Lactophobia: fear of lactation, often expressed in the form of disgust and defensive attitudes and beahviour.
Different body parts have been fetishised at different times and in different places of the world, including feet, neck, and anckles. It is important to note that breasts have not been perceived as sex objects for all cultures or in all periods, at this point in history, in the West they are. One possible reason that breasts are so sexualised in the West currently is the fact that our rates of breastfeeding are low. Carolyn Latteier states that we don't see a lot of breastfeeding in public, most of the time when we see breasts it is within a sexual context (From Breast Obsession).
According to the 007Breast website refusing to breastfeed a child as well as forced and early weaning also contribute to the sexualisation of breasts. If the baby is refused what is her best source of comfort and security (as well as nutrition) she is left with an unfulfilled attachment to breasts. The baby still wants to be close to breasts, but is denied. As toddlers this normal and healthy desire to be close to breasts is misconstrued by some adults as unsavory and the youngins may be scolded or punished for expressing their need for mother's breasts. In addition children (and teenagers) may also not be allowed to see naked breasts within their family because this is ruled by adults to be taboo. Naturally, children develop "curiosity towards breasts" and the taboo makes breasts exciting. To top it all off this exciting taboo is represented as sexual within the media, and so the fetish is born and "the end result is a distorted view of female breasts" (Breast Obsession). This article notes that this leads to a vicious cycle:
The less women breastfeed, the less people get to see the real purpose of breasts. At the same time media everywhere touts the view of female breasts as sexual. That in turn makes it harder for women to breastfeed, since many of the reasons for not breastfeeding are linked to the sexualization of breasts.

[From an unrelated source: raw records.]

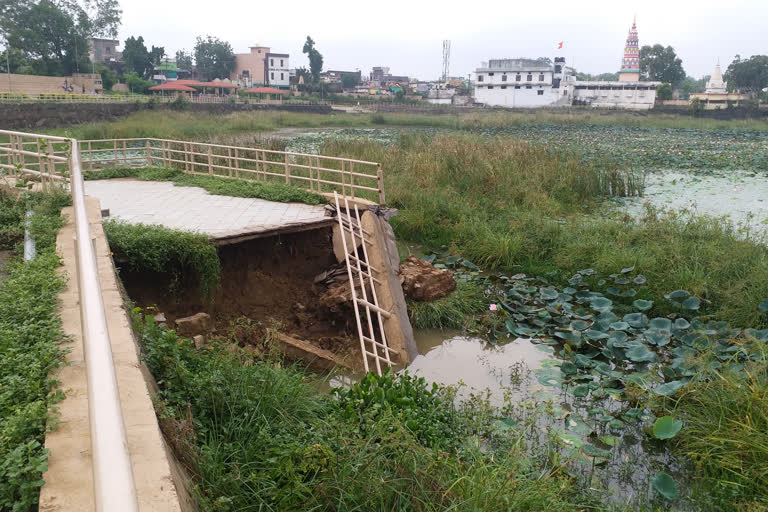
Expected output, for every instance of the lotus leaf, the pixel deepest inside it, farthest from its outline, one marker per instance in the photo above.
(636, 320)
(666, 427)
(665, 485)
(580, 391)
(643, 305)
(669, 388)
(601, 304)
(640, 354)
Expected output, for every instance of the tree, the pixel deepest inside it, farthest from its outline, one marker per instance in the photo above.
(136, 57)
(156, 55)
(664, 92)
(661, 64)
(315, 59)
(214, 58)
(52, 34)
(349, 80)
(183, 60)
(750, 76)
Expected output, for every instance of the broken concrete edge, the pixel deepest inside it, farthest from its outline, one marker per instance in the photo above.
(69, 478)
(311, 355)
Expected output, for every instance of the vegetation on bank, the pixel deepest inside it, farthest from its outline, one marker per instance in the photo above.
(269, 191)
(200, 126)
(30, 338)
(256, 435)
(188, 258)
(519, 207)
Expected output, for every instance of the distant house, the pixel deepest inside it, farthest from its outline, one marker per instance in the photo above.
(261, 67)
(104, 50)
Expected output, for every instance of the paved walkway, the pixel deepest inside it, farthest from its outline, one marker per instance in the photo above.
(194, 209)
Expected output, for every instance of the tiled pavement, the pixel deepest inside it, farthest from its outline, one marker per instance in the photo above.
(194, 209)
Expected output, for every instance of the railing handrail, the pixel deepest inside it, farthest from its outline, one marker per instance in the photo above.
(113, 480)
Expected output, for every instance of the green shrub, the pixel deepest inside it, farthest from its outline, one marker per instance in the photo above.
(150, 248)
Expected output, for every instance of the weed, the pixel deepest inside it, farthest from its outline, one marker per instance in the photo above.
(156, 249)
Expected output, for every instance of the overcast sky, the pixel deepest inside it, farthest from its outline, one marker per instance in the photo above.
(407, 36)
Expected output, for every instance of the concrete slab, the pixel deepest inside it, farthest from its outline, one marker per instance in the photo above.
(225, 219)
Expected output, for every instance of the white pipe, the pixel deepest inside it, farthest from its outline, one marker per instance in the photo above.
(29, 243)
(114, 488)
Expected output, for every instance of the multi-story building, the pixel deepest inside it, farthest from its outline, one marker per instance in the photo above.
(261, 67)
(521, 83)
(104, 50)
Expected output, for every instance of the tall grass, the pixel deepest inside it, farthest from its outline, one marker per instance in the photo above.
(202, 126)
(726, 435)
(262, 439)
(515, 206)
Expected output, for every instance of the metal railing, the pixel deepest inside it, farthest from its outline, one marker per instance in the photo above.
(55, 161)
(357, 179)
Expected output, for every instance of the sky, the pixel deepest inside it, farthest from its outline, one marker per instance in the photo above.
(407, 36)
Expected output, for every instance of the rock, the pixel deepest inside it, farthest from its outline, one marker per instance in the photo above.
(190, 326)
(422, 281)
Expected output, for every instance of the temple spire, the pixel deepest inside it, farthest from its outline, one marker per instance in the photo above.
(630, 64)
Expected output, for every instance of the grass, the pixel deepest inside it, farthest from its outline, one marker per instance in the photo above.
(199, 126)
(30, 338)
(725, 436)
(520, 207)
(188, 257)
(453, 311)
(269, 191)
(256, 435)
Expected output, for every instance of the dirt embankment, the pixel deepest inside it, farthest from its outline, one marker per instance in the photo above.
(269, 281)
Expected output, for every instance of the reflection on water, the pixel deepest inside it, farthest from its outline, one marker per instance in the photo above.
(476, 366)
(741, 196)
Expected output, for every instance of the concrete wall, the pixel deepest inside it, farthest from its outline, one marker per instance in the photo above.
(15, 116)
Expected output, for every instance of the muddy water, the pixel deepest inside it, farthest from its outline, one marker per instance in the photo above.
(474, 366)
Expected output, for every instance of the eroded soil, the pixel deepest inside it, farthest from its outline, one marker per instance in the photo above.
(265, 283)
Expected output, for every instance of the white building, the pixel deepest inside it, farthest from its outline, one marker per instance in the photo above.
(276, 70)
(618, 94)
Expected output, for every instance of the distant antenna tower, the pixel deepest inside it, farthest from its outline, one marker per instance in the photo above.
(446, 58)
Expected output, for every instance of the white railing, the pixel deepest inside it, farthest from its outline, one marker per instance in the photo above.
(57, 160)
(357, 179)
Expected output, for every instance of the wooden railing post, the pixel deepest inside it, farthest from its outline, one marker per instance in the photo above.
(287, 171)
(380, 181)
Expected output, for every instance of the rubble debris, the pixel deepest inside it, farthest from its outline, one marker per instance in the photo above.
(422, 281)
(199, 323)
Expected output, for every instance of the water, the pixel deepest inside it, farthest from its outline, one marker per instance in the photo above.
(738, 195)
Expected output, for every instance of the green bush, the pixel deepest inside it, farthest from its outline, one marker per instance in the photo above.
(30, 352)
(156, 249)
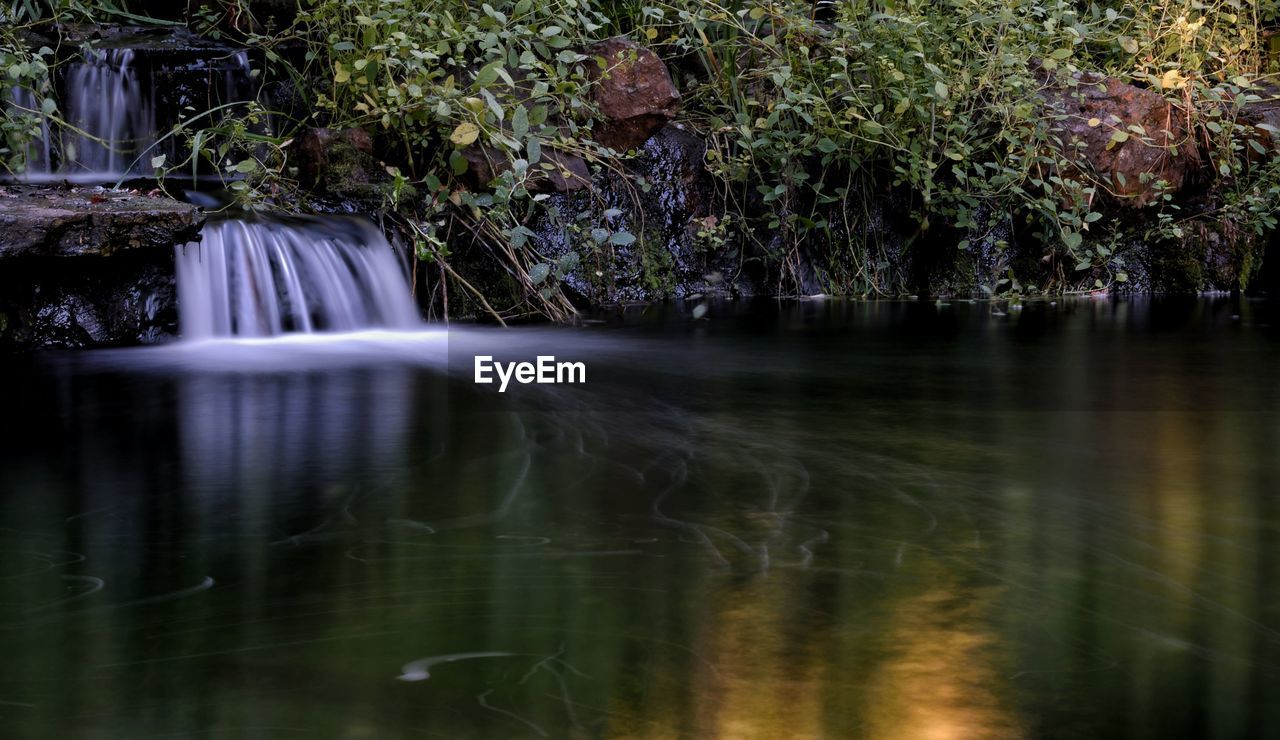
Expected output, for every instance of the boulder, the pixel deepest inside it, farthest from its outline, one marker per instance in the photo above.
(556, 172)
(632, 91)
(81, 222)
(1129, 168)
(336, 161)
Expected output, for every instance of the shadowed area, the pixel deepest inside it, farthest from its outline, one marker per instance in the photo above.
(812, 520)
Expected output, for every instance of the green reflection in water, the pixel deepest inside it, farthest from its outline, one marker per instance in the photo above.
(830, 521)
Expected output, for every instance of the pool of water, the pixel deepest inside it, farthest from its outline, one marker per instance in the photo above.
(810, 520)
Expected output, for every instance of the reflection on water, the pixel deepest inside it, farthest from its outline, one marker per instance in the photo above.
(816, 521)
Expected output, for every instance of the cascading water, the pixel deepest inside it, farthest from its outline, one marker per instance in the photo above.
(273, 277)
(113, 113)
(119, 101)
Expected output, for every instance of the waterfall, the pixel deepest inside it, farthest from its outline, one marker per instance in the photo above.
(119, 101)
(105, 101)
(260, 278)
(39, 152)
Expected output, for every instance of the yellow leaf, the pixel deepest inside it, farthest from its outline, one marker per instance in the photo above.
(1173, 80)
(465, 135)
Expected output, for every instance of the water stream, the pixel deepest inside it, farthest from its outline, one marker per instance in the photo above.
(817, 520)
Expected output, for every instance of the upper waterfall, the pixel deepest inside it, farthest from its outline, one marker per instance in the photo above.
(260, 278)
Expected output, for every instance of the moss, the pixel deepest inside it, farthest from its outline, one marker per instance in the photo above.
(657, 265)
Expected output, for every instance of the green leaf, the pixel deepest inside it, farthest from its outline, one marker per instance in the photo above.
(457, 163)
(520, 122)
(465, 135)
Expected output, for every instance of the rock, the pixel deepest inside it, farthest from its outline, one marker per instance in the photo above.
(668, 257)
(1261, 113)
(567, 172)
(123, 300)
(632, 91)
(336, 161)
(1168, 154)
(78, 222)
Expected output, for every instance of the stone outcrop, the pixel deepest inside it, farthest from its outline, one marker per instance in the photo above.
(81, 222)
(88, 266)
(336, 161)
(632, 91)
(1132, 137)
(566, 172)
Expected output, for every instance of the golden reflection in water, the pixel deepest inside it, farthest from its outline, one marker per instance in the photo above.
(937, 679)
(769, 675)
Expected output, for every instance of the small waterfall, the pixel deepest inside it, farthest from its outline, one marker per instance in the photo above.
(122, 100)
(273, 277)
(22, 101)
(106, 101)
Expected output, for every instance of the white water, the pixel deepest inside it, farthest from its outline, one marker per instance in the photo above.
(106, 101)
(110, 106)
(305, 275)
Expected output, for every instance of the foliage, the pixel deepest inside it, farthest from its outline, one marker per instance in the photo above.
(824, 120)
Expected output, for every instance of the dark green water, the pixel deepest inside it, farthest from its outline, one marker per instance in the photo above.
(826, 520)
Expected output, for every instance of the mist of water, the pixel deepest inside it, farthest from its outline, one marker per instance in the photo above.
(269, 278)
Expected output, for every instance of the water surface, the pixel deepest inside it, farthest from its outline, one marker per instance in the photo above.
(816, 520)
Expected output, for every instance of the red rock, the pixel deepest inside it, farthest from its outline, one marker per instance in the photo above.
(1166, 152)
(632, 91)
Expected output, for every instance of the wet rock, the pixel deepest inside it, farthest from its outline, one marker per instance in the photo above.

So the less women breastfeed, the harder it becomes for women to breastfeed. We have a cycle that self-promotes the view that the main purpose of female breasts is for something else than feeding babies! (From Breast Obsession).
There is an easy way to break the cycle, though: breastfeed our children, let them wean themselves naturally, don't hide breastfeeding from older siblings and relatives, encourage our children to understand breastfeeding and see this as breasts' purpose!
Sheila Kitzinger notes that artificial feeding products help perpetuate this vicious cycle by eliminating display of breasts, and that this in turn helps to perpetuate misogynist beliefs that women's bodies are rightfully the sexual property of men. She writes:
Today bottle-feeding, because it eliminates display of the breasts, helps protect women, and their male owners, against such attack. Women's breasts are considered their husbands' possessions. The man decides what is done with them and to whom they can be shown. Shame and disgust about breastfeeding are closely connected to the view of a woman's body as male property (The Politics of Birth, pg. 43).
Kitzinger also observes that lactating is sometimes viewed as an unattractive bodily function, like menstruation it is perceived as "polluting" or disgusting (2005, 39). Breastfeeding is thereby made inconvenient for women and their children, because it is considered something that should be hidden.
For all our "progress" and "enlightenment" The West has become terribly confused about the purpose of breasts. Breasts were made for meeting the needs of our young. This is evidenced by the fact that breasts of all shapes and sizes can equally nourish a child - not just the most aesthetically pleasing and amply-sized breasts.
Private spaces designated for breastfeeding outside the home, and products sold for the specific purpose of hiding breastfeed from public view, do nothing to bring an end to lactophobia. By taking action to break the "vicious cycle" of low breastfeeding rates and a distorted view of breasts we can simultaneously fight lactophobia and the sexual objectification of women! Which would lead to great improvements in the health and well-being of all women and children.

who could be offended by something this gorgeous?
Breast Obsession
ETA:
For another article on this topic see Got Milk? Not in Public! by Jacqueline H Wolf. She writes:
"[Hurricane] Katrina exposed America's class and racial divisions. We heard stories about inefficient government agencies, abandoned pets, lethal mold.But do you know what story I kept looking for and never found? What happens to formula fed babies during a disaster when mothers cannot buy infant formula and they do not even have access to water? And there was ample opportunity to have a sidebar that pondered those awful questions. Some of the most memorable film clips coming out of New Orleans in 2005 pictured frantic mothers clutching their barely conscious, dehydrated babies.
To those of us who work on breastfeeding, the "issue" of breastfeeding in public is a periodic amusing and frustrating annoyance. However, we have to start treating it as more than that. The negative attitude toward public breastfeeding is a cornerstone of low breastfeeding rates and a basis of our persistently formula feeding culture. Aside from all the mothers who quickly learn to use infant formula because they are embarrassed by their hungry babies when there is no private space to breastfeed, women in the U.S. often fail at breastfeeding because they do not have adequate opportunity to observe other women breastfeeding. Breastfeeding is not intuitive, it is a learned behavior. In other words: Breastfeeding in our culture is deemed a private bodily function when – for many reasons, all having to do with infant and maternal health – it should be a public one."